The laws’ critics often argue that US election fraud is negligible and that identification requirements address a nonexistent problem. Although it is true that, as a general matter, voter fraud is rarely a major concern, this is not always the case. Prevalence of voter fraud during the close 1960 presidential election — John F. Kennedy vs. Richard Nixon — is still discussed by historians. Adding or omitting just a few thousand votes in the key states of Illinois and Texas would have swung the election one way or the other. The political machines of Lyndon Johnson and Richard Daley heavily influenced voting in areas near the Mexican border and in Chicago. Researchers have exposed concrete instances of voter fraud in Texas, where certain counties and precincts reported more votes than they had registered voters, the fake excess going to Kennedy. Three Chicago election overseers served prison time for manipulation of ballots and over 600 officials were suspected of illicit activity during the election. Illinois Democrats added counterfeit votes of dead citizens to the total count, including almost 60 dead voters attributed to one residence. Republican tallies in the state’s southern regions may have been embellished in favor of Nixon. The election of 1960 featured the most substantiated allegations of voter fraud in recent history, but there have been causes for investigation in other contests as well — and not on just the presidential level.

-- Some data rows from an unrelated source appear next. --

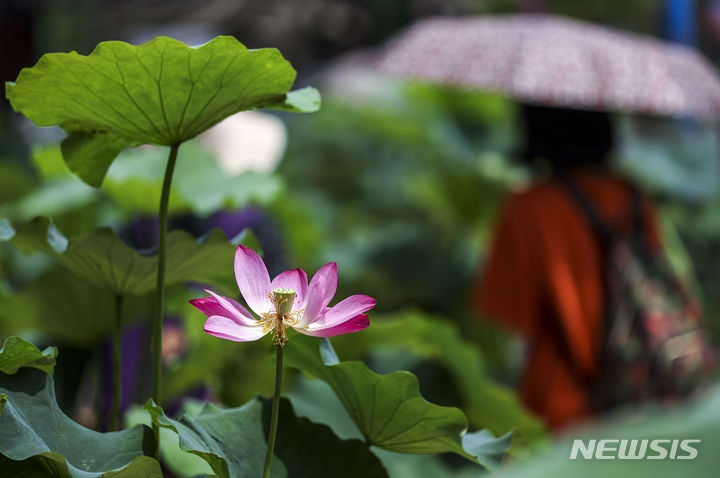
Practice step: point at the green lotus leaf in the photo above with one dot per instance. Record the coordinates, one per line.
(232, 441)
(388, 409)
(89, 154)
(161, 92)
(311, 450)
(35, 434)
(439, 340)
(102, 258)
(17, 352)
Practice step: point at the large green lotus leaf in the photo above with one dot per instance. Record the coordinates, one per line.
(439, 340)
(233, 442)
(17, 352)
(161, 92)
(388, 409)
(311, 450)
(34, 431)
(103, 259)
(230, 440)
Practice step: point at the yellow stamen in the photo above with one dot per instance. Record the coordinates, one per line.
(282, 316)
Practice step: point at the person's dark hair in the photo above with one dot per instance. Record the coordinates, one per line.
(566, 137)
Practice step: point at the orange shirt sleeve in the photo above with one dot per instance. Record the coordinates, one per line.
(509, 289)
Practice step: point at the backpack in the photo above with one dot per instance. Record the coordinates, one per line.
(653, 344)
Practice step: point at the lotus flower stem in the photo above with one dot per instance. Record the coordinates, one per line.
(275, 411)
(160, 288)
(117, 365)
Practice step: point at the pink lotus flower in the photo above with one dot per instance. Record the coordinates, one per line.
(286, 301)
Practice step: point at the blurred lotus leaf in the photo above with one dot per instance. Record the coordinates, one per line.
(103, 259)
(36, 435)
(17, 352)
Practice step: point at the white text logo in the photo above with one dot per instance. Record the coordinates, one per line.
(635, 449)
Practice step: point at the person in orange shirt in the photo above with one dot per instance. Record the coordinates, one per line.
(544, 276)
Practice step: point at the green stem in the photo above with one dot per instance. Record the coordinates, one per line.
(117, 365)
(275, 410)
(160, 288)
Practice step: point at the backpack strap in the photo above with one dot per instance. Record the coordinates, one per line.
(600, 227)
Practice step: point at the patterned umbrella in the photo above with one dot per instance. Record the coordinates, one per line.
(559, 62)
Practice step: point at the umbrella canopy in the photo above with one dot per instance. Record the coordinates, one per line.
(559, 62)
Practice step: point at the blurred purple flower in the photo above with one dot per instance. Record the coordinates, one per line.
(286, 301)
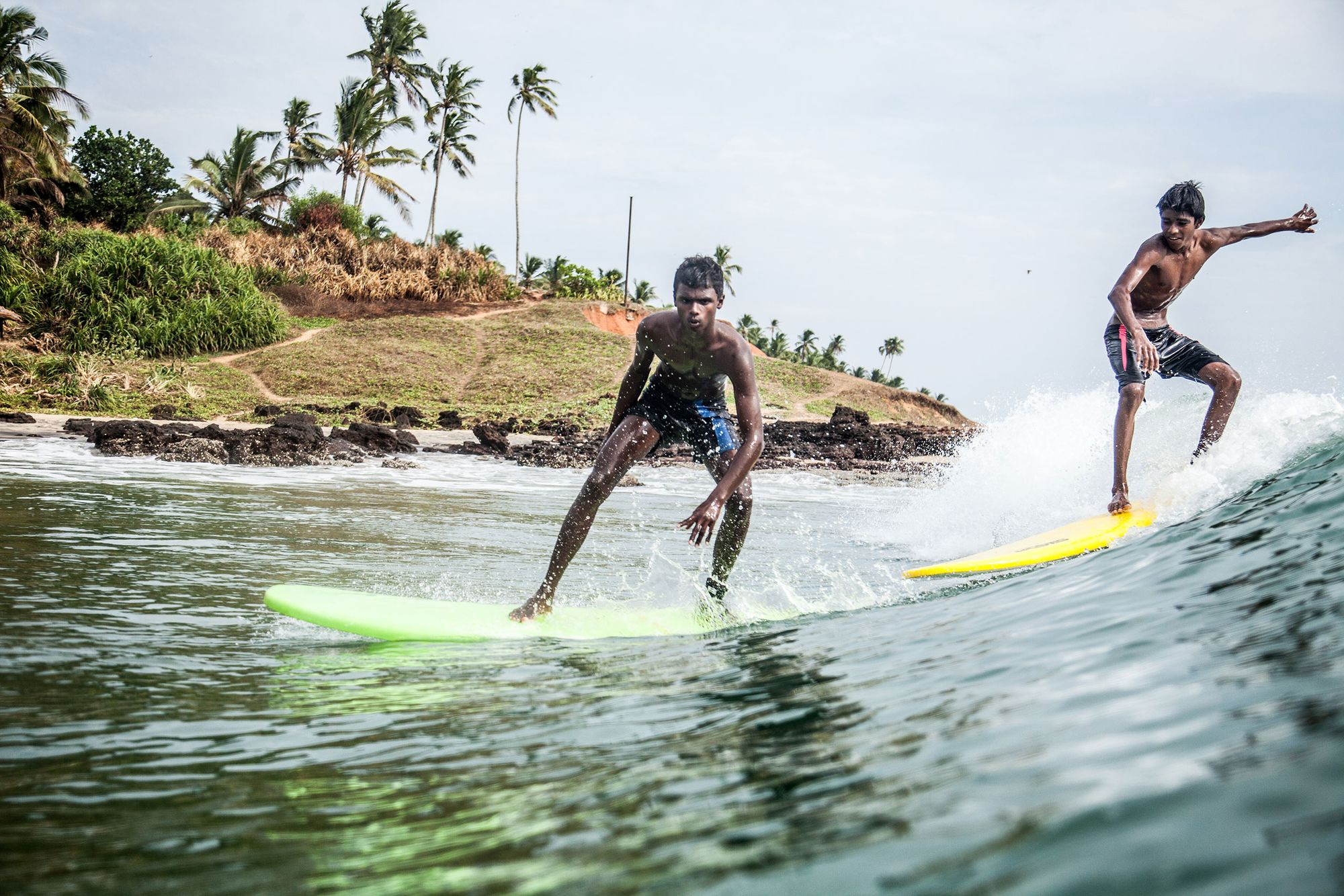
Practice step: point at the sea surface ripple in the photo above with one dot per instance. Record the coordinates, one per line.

The most compelling objection to voter ID laws is one of logistics. If everybody had identification, there would be no controversy. In reality, some low-income citizens may have trouble acquiring identification, even if it is free, because they are not close to a state bureau or do not have the free time to travel to one and engage in the bureaucratic process. However, it is possible to address this issue by adjusting rather than abandoning the laws. In 2005, former President Jimmy Carter and former Secretary of State James Baker released an analysis of the voter ID debate that pays particular attention to impoverished voters. The authors agree on the following solution: “We [offer] a proposal to bridge the partisan divide by suggesting a uniform voter photo ID, based on the federal Real ID Act of 2005, to be phased in over five years. To help with the transition, states would provide free voter photo ID cards for eligible citizens; mobile units would be sent out to provide the IDs and register voters.” Instead of requiring disadvantaged voters to come to an office, Carter and Baker propose bringing the IDs to them: vehicles equipped with the necessary equipment would go through various towns and offer an opportunity to obtain identification free of charge. If low-income citizens can’t get IDs, it is the bipartisan responsibility of legislators to include provisions tackling that problem. The best course of action is not to discard voter ID laws because they aren’t perfect but rather to modify them to account for underprivileged parts of the electorate.
Razor-thin elections can come down to a few hundred votes. The election of 2000 was determined by just 537. It would have only taken a few tweaked ballots in the Florida tally to swing the election Republican or Democrat. It is essential that every measure be taken to eliminate fraud so that the will of the majority, especially a small majority, can be heard clearly. Every time a false vote is counted, it disenfranchises a citizen. Voting, after all, defines civic life in the United States; it is an American’s most fundamental political act, and it is the task of our government to ensure that the voting process is as smooth and faultless as possible. Voter ID laws may not be the decisive factor in election oversight, but they can help to standardize local and state records, limit duplicate and cross-state voting, and make it harder to add imaginary citizens to the count. I do not passionately advocate these laws or feel that they are an indispensable addition to the democratic process. But I do believe that, if implemented fairly and properly, they can strengthen our republic.